The report is based on the US agricultural industry, but, nevertheless, there is information for consideration for everyone who works with pesticides.
The California Department of Pesticide Management (DPR) recently published a report that identified the ten most common violations in the field of pesticide use in agriculture in 2018.
1. Inconsistency with the conditions indicated on the product label. Examples of violations are: non-compliance with the requirements for storage of pesticides indicated on the labeling; and the use of pesticides on a plot or on a crop not indicated on the label.
2. Non-compliance with personal protective equipment (PPE) requirements: storage of PPE in the same place where pesticides are stored; employers do not provide appropriate PPE required by labeling.
3. Violation of emergency medical care: there is no promptness in immediately sending employees to the doctor with a suspicion of pesticide poisoning and in communicating emergency medical information to employees. As it is obvious, the heads of agricultural enterprises sin this.
4. Untimely annual registration with the county ombudsman for those who intend to advertise, sell pesticides, or control pests (in California).
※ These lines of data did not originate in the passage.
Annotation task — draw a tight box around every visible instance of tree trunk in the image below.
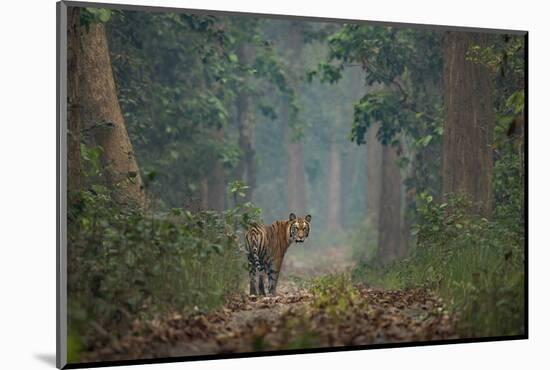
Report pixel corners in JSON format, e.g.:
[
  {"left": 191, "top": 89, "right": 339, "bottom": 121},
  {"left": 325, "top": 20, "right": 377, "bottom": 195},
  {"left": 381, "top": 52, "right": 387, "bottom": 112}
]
[
  {"left": 283, "top": 22, "right": 306, "bottom": 215},
  {"left": 443, "top": 32, "right": 495, "bottom": 217},
  {"left": 236, "top": 45, "right": 256, "bottom": 202},
  {"left": 79, "top": 23, "right": 146, "bottom": 207},
  {"left": 67, "top": 7, "right": 81, "bottom": 195},
  {"left": 378, "top": 145, "right": 402, "bottom": 263},
  {"left": 327, "top": 140, "right": 342, "bottom": 231},
  {"left": 366, "top": 123, "right": 383, "bottom": 240},
  {"left": 207, "top": 129, "right": 226, "bottom": 211}
]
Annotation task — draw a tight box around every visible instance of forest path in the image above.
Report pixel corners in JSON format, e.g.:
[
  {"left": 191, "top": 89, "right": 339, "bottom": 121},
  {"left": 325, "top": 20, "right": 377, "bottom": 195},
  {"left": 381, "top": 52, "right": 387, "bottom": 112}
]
[{"left": 83, "top": 247, "right": 456, "bottom": 360}]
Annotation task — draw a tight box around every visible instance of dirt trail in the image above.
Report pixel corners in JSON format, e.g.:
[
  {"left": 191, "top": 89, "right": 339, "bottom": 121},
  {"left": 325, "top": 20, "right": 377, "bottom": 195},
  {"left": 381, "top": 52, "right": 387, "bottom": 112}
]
[{"left": 81, "top": 247, "right": 455, "bottom": 361}]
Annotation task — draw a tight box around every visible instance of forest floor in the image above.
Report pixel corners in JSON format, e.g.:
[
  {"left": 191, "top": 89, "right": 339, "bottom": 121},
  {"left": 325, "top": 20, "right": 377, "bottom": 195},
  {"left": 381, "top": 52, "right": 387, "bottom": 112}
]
[{"left": 82, "top": 247, "right": 457, "bottom": 362}]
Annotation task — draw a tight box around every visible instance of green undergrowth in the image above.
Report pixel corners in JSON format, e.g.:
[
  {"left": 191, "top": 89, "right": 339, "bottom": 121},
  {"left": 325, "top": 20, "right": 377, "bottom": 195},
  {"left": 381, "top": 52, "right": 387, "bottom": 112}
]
[
  {"left": 67, "top": 169, "right": 257, "bottom": 362},
  {"left": 353, "top": 195, "right": 525, "bottom": 337}
]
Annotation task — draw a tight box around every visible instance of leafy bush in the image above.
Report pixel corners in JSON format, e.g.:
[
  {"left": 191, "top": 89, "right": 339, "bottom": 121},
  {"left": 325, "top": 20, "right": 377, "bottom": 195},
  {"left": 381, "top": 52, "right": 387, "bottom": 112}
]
[
  {"left": 67, "top": 148, "right": 259, "bottom": 358},
  {"left": 354, "top": 194, "right": 525, "bottom": 337}
]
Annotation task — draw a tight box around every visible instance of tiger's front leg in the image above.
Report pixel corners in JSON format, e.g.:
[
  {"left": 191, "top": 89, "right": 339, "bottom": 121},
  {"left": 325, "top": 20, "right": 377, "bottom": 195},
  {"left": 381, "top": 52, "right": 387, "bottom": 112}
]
[
  {"left": 248, "top": 252, "right": 259, "bottom": 295},
  {"left": 266, "top": 260, "right": 279, "bottom": 295}
]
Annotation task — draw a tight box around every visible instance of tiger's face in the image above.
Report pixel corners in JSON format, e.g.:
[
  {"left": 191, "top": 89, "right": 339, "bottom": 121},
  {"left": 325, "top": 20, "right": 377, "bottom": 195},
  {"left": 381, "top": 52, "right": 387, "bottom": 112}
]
[{"left": 288, "top": 213, "right": 311, "bottom": 243}]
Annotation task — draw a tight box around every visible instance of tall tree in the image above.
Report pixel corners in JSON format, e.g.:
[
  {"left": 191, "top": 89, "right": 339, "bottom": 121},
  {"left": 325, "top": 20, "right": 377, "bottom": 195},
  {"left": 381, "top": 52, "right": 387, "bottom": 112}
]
[
  {"left": 79, "top": 23, "right": 146, "bottom": 206},
  {"left": 283, "top": 21, "right": 306, "bottom": 214},
  {"left": 378, "top": 145, "right": 402, "bottom": 263},
  {"left": 327, "top": 137, "right": 342, "bottom": 231},
  {"left": 236, "top": 43, "right": 256, "bottom": 202},
  {"left": 443, "top": 32, "right": 495, "bottom": 217},
  {"left": 365, "top": 123, "right": 383, "bottom": 254},
  {"left": 206, "top": 128, "right": 226, "bottom": 211},
  {"left": 67, "top": 7, "right": 81, "bottom": 194}
]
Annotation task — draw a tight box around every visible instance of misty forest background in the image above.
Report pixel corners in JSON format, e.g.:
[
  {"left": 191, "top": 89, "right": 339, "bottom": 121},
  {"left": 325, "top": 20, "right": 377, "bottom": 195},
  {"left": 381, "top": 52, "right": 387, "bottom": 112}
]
[{"left": 67, "top": 8, "right": 525, "bottom": 361}]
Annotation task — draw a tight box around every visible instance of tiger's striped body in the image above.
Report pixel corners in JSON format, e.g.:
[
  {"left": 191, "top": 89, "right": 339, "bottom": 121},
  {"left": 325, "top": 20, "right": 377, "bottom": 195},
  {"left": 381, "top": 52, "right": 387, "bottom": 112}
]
[{"left": 246, "top": 213, "right": 311, "bottom": 295}]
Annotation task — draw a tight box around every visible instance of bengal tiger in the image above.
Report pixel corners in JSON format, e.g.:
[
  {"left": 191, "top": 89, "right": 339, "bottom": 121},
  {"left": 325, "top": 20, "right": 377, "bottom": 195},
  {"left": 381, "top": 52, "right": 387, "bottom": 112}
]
[{"left": 245, "top": 213, "right": 311, "bottom": 295}]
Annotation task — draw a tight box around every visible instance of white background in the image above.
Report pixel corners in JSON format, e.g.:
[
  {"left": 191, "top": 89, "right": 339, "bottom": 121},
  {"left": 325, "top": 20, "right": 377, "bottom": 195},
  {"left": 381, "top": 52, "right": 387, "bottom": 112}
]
[{"left": 0, "top": 0, "right": 550, "bottom": 370}]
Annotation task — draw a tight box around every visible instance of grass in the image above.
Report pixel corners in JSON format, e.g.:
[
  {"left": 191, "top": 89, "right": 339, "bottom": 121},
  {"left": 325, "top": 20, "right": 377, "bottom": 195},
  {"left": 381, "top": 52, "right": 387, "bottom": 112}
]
[
  {"left": 67, "top": 187, "right": 252, "bottom": 362},
  {"left": 353, "top": 195, "right": 525, "bottom": 338}
]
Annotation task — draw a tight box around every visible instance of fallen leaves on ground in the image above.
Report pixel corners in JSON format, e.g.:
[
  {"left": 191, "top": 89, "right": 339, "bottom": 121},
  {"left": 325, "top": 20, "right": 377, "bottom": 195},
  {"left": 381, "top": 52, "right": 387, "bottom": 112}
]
[{"left": 82, "top": 286, "right": 456, "bottom": 362}]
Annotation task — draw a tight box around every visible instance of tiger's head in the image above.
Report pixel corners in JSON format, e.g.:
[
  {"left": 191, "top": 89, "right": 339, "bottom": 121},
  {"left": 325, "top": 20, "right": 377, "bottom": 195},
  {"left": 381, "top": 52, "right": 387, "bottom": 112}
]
[{"left": 288, "top": 213, "right": 311, "bottom": 243}]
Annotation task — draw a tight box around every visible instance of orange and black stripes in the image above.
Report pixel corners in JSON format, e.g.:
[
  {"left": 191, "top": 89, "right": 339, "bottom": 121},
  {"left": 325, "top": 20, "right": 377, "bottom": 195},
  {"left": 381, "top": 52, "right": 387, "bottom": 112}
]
[{"left": 245, "top": 213, "right": 311, "bottom": 295}]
An example of a violation is the implementation of pest control actions in the district prior to registration with the district commissioner for agriculture.
5. Violation in the labeling of service containers: there is no “signal” warning word on the label of the service container, the address of the company or the person responsible for the container is not indicated.
6. Lack of appropriate instructions (in the form of booklets, including) on the job site when mixing, loading or using pesticides.
7. Violation of safety rules: the absence of an emergency eye wash station for 15 minutes at the place of mixing and loading of pesticides; workers use soap and water to wash their hands instead of a disinfectant.
8. Notification of risks for field workers is not carried out: lack of storage of safety data sheets for pesticides used over the past two years; employees or the contractor are not informed of the whereabouts of pesticide safety data sheets before employees enter the field.
9. Lack of pesticide safety data sheets to which workers would have unhindered access.
10. Violation of the process of training and retraining of processors: the absence of continuing education courses before applying a new pesticide, employees are not provided with instructors for training before they start work or repair equipment that was previously used to apply pesticides.